RE: [BUG] 4.11.0-rc1 panic on shutdown X61s

From: Brown, Aaron F
Date: Mon Mar 13 2017 - 21:20:40 EST

> From: BjÃrn Mork [mailto:bjorn@xxxxxxx]
> Sent: Monday, March 13, 2017 9:46 AM
> To: Borislav Petkov <bp@xxxxxxxxx>
> Cc: Andy Shevchenko <andy.shevchenko@xxxxxxxxx>; lkml@xxxxxxxxxxx;
> linux-kernel <linux-kernel@xxxxxxxxxxxxxxx>; vcaputo@xxxxxxxxxxx; linux-
> pci@xxxxxxxxxxxxxxx; intel-wired-lan@xxxxxxxxxxxxxxxx; khalidm
> <khalidm@xxxxxxxxx>; David Singleton <davsingl@xxxxxxxxx>; Brown, Aaron
> F <aaron.f.brown@xxxxxxxxx>; Kirsher, Jeffrey T
> <jeffrey.t.kirsher@xxxxxxxxx>
> Subject: Re: [BUG] 4.11.0-rc1 panic on shutdown X61s
> Borislav Petkov <bp@xxxxxxxxx> writes:
> > On Sun, Mar 12, 2017 at 03:55:08PM +0200, Andy Shevchenko wrote:
> >
> >> The only change that IMHO matters happened between v4.10 and v4.11-
> rc1 is this:
> >>
> >> @@ -6276,8 +6274,8 @@ static int e1000e_pm_freeze(struct device *dev)
> >> /* Quiesce the device without resetting the hardware */
> >> e1000e_down(adapter, false);
> >> e1000_free_irq(adapter);
> >> + e1000e_reset_interrupt_capability(adapter);
> >> }
> >> - e1000e_reset_interrupt_capability(adapter);
> >>
> >> So, it apparently misses something for the other case, like
> >> pci_disable_msi() call or so.
> >
> > Well, lemme add the people from
> >
> > 7e54d9d063fa ("e1000e: driver trying to free already-free irq")
> >
> > to CC then. :-)
> Already did that a week ago:
> Haven't heard anything back yet. Wondering if they are waiting for
> someone else to submit the pretty obvious revert? Don't understand why
> that should take more than a minute to figure out. It's not like they
> are testing these changes anyway...

Believe it or not we actually do test these changes. This one was tested by me and I did not have the same results you and the other people reporting this trace did. I made it back in the lab today and have spent a good part of the day attempting to reproduce this bug without success. Freeze / resume works for me on all the systems I have tried, which includes a sampling of all the current parts and many older ones. Given there are several other reports of this it is obviously an issue and I would like to be able to reproduce it in case another patch to resolve the issue this attempts to fix comes back in another form. So I want to know what's different between the systems that hit this and my bank of systems that don't.

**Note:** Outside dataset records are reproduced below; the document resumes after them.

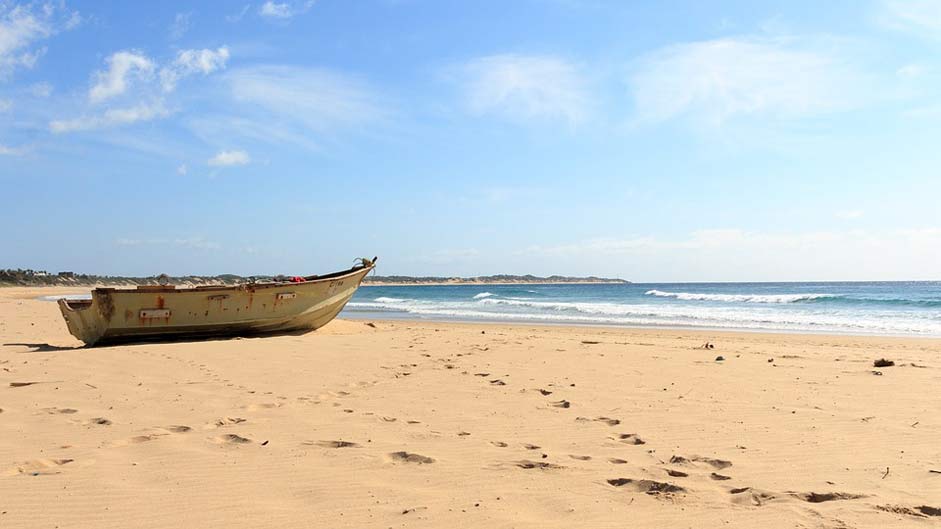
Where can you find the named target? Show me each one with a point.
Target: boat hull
(165, 313)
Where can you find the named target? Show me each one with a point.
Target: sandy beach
(416, 424)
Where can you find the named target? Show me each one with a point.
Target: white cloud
(22, 26)
(181, 24)
(524, 87)
(297, 105)
(849, 214)
(911, 71)
(284, 10)
(125, 66)
(918, 16)
(229, 158)
(718, 80)
(11, 151)
(112, 117)
(238, 16)
(41, 89)
(189, 62)
(114, 81)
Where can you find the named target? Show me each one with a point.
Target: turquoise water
(895, 308)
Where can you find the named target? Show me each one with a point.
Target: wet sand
(406, 424)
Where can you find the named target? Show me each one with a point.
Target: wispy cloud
(237, 17)
(320, 98)
(715, 81)
(130, 78)
(189, 62)
(229, 158)
(123, 67)
(284, 10)
(524, 87)
(11, 151)
(23, 26)
(41, 89)
(181, 24)
(849, 214)
(280, 104)
(112, 117)
(922, 17)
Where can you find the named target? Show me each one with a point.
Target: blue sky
(655, 141)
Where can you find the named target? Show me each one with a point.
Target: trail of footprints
(700, 468)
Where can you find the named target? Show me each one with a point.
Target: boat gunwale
(343, 274)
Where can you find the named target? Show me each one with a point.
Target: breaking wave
(741, 298)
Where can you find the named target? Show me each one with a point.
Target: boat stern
(83, 318)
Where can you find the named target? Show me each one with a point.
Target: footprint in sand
(750, 496)
(407, 457)
(647, 486)
(225, 421)
(541, 465)
(922, 511)
(177, 428)
(64, 411)
(262, 406)
(718, 464)
(817, 497)
(335, 444)
(231, 438)
(38, 467)
(631, 439)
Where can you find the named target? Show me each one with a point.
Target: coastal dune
(421, 424)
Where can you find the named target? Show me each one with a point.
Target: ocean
(887, 308)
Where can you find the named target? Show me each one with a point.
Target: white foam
(739, 298)
(766, 317)
(383, 299)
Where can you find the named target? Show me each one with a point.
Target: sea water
(892, 308)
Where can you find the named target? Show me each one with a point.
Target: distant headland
(27, 277)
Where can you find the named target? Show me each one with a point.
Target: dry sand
(447, 425)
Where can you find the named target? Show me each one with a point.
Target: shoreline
(430, 424)
(354, 317)
(36, 293)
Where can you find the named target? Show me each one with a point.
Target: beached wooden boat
(297, 304)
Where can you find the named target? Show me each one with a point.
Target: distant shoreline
(486, 283)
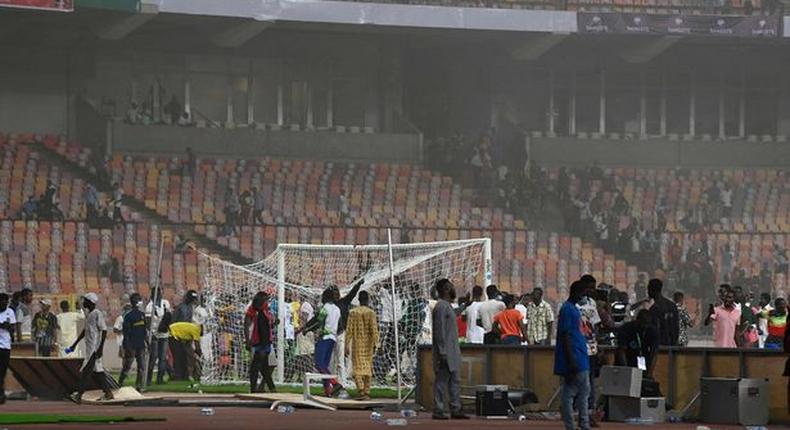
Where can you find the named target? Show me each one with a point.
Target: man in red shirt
(509, 324)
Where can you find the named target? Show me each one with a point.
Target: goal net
(296, 275)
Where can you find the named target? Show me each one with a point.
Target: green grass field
(184, 387)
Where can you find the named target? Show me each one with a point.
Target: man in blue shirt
(571, 362)
(134, 337)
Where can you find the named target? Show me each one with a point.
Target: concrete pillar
(551, 104)
(663, 107)
(330, 115)
(602, 105)
(280, 107)
(692, 105)
(643, 106)
(250, 99)
(572, 106)
(187, 98)
(722, 130)
(156, 104)
(229, 100)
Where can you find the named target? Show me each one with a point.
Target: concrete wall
(33, 103)
(659, 152)
(251, 142)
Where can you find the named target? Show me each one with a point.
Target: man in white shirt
(95, 333)
(24, 315)
(325, 325)
(7, 325)
(488, 309)
(305, 342)
(155, 314)
(69, 323)
(474, 332)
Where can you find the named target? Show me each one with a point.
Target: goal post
(297, 274)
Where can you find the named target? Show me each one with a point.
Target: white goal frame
(281, 275)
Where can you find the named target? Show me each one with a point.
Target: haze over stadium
(401, 212)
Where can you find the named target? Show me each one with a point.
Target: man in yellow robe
(362, 336)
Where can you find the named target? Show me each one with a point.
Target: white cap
(92, 297)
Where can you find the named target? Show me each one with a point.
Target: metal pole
(602, 105)
(395, 317)
(489, 265)
(281, 316)
(154, 299)
(551, 103)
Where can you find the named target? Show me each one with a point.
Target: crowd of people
(361, 326)
(593, 315)
(45, 208)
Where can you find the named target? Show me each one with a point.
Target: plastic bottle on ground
(285, 409)
(408, 413)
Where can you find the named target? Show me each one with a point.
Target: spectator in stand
(69, 323)
(24, 315)
(664, 313)
(777, 324)
(540, 319)
(685, 320)
(509, 323)
(133, 114)
(45, 329)
(91, 204)
(190, 164)
(184, 120)
(173, 110)
(232, 212)
(474, 331)
(30, 209)
(488, 309)
(117, 204)
(726, 319)
(762, 322)
(571, 361)
(258, 206)
(780, 260)
(246, 203)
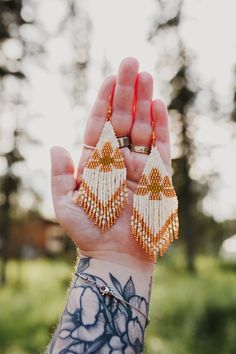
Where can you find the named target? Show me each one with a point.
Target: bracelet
(105, 290)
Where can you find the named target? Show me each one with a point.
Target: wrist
(121, 260)
(122, 271)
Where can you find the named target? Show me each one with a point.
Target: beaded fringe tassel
(103, 190)
(154, 222)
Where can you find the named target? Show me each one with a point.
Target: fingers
(62, 172)
(161, 130)
(124, 95)
(141, 133)
(98, 114)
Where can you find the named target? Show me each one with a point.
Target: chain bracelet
(105, 290)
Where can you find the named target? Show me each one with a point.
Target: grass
(189, 313)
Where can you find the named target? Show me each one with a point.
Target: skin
(91, 322)
(131, 89)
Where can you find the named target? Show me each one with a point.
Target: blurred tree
(10, 21)
(176, 63)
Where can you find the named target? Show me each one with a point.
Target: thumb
(62, 172)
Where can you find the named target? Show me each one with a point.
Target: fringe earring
(103, 190)
(154, 222)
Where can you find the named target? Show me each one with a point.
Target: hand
(130, 87)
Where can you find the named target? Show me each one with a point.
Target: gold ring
(141, 149)
(124, 141)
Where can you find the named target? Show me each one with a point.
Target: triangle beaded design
(103, 190)
(154, 222)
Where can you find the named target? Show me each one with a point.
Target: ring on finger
(124, 141)
(141, 149)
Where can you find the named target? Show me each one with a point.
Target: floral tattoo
(93, 323)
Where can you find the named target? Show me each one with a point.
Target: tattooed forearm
(96, 323)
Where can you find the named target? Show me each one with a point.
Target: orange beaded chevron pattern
(103, 190)
(154, 222)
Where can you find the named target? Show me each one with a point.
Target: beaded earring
(103, 190)
(154, 221)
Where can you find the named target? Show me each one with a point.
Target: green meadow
(190, 313)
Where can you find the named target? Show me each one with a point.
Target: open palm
(131, 89)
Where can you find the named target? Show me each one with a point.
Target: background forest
(53, 56)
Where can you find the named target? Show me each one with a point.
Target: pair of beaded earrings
(103, 194)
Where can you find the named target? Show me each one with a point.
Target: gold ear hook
(153, 130)
(109, 111)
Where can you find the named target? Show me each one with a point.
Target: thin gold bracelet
(105, 290)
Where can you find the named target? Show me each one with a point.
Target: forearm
(96, 323)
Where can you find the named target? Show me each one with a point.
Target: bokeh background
(53, 56)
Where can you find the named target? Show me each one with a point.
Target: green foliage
(190, 313)
(193, 313)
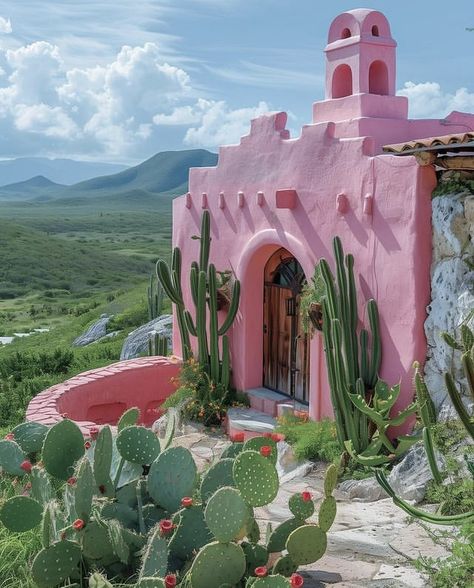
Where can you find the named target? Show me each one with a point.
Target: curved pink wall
(380, 206)
(101, 396)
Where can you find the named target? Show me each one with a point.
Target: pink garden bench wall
(101, 396)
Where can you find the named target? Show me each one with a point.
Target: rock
(136, 343)
(452, 288)
(367, 490)
(93, 333)
(410, 477)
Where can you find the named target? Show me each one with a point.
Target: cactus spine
(212, 341)
(361, 401)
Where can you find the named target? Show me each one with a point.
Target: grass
(310, 439)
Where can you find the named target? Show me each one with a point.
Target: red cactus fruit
(26, 466)
(265, 450)
(296, 581)
(78, 524)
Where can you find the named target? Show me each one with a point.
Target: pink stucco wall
(338, 154)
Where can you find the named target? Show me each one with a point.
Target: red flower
(170, 581)
(26, 466)
(306, 496)
(265, 450)
(296, 581)
(166, 526)
(78, 524)
(93, 432)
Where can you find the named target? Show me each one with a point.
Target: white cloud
(221, 125)
(427, 100)
(117, 110)
(5, 25)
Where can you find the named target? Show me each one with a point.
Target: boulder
(96, 331)
(136, 343)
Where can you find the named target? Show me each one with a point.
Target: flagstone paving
(370, 543)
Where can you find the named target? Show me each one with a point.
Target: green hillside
(32, 262)
(165, 172)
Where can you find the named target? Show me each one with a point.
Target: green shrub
(311, 439)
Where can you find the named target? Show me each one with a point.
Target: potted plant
(310, 303)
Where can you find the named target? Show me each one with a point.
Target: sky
(120, 80)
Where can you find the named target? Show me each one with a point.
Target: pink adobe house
(276, 203)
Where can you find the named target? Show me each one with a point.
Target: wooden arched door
(285, 345)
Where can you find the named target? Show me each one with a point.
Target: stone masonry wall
(452, 290)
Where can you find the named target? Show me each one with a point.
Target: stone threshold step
(272, 403)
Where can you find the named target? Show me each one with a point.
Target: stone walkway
(367, 542)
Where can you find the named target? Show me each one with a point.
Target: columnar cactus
(212, 341)
(136, 509)
(362, 402)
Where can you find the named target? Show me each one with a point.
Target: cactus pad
(55, 564)
(217, 564)
(150, 583)
(62, 447)
(155, 556)
(129, 418)
(172, 476)
(103, 460)
(41, 488)
(327, 513)
(306, 544)
(233, 450)
(285, 566)
(21, 513)
(138, 445)
(256, 443)
(271, 582)
(256, 478)
(217, 476)
(11, 458)
(278, 537)
(30, 436)
(226, 513)
(330, 479)
(301, 509)
(191, 533)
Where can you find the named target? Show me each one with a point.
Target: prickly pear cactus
(301, 505)
(30, 436)
(62, 447)
(306, 544)
(11, 458)
(21, 513)
(217, 476)
(172, 476)
(256, 478)
(138, 445)
(226, 513)
(217, 564)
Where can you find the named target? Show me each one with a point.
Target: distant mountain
(61, 171)
(165, 173)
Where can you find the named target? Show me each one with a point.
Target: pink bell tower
(360, 73)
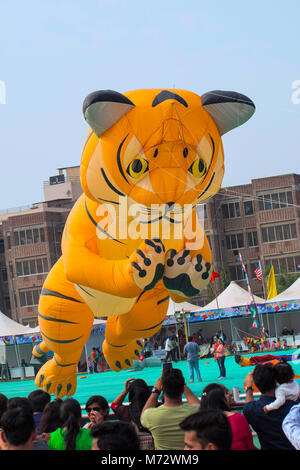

What exact part (or parts) are we looking at (lspci|grep -i eth) that trigger this? Could it be a difference in .config files? The trace says it is falling back to legacy interrupts, does the system continue to work and does the network continue to function in that mode? In case it's related to user space what is the base distro? Any other information you think can help me reproduce the issue would be appreciated.


> BjÃrn